Running Apache Spark on Kubernetes: Best Practices and Pitfalls - Databricks

Running Apache Spark on Kubernetes: Best Practices and Pitfalls

Since initial support was added in Apache Spark 2.3, running Spark on Kubernetes has been growing in popularity. Reasons include the improved isolation and resource sharing of concurrent Spark applications on Kubernetes, as well as the benefit to use an homogeneous and cloud native infrastructure for the entire tech stack of a company.
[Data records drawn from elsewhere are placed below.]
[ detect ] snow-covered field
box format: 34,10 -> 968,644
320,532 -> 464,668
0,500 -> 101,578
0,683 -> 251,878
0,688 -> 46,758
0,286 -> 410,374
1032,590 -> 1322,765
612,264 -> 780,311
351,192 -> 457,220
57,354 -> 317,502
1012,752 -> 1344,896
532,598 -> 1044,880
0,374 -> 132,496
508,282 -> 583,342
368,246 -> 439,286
But running Spark on Kubernetes in a stable, performant, cost-efficient and secure manner also presents specific challenges. In this talk, JY and Julien will go over lessons learned while building Data Mechanics, a serverless Spark platform powered by Kubernetes. Topics include:

  • Scalability bottlenecks of Spark on Kubernetes
  • Optimizations for highly concurrent interactive use cases
  • Specificities of data I/O on Kubernetes
  • Secure access to data via Kubernetes role-based access control
  • Automated job configuration tuning.

« back
About Jean-Yves Stephan

Data Mechanics

Jean-Yves is the CEO and Co-Founder of Data Mechanics, an automated performance tuning platform for Apache Spark which works on top of any cloud-based data platform. Prior to that, he was a software engineer and team lead at Databricks where he grew the management of Spark infrastructure from early startup days to hundreds of thousands of nodes launched in the cloud per day. Jean-Yves is passionate about simplifying data engineering operations and making it easy for anyone to operate performant and stable data pipelines at scale. He graduated from Ecole Polytechnique and Stanford University.

About Julien Dumazert

Data Mechanics

Julien is the CTO and Co-Founder of Data Mechanics, a YCombinator-backed startup with the mission to automate the often tedious mechanical work performed manually by data engineers today, starting with Spark performance and stability tuning. He previously worked as a data scientist on optimizing BlaBlaCar’s world-leading carpooling marketplace, and led the data team at the website UX optimization platform ContentSquare. He graduated from Ecole Polytechnique and ETH Zurich.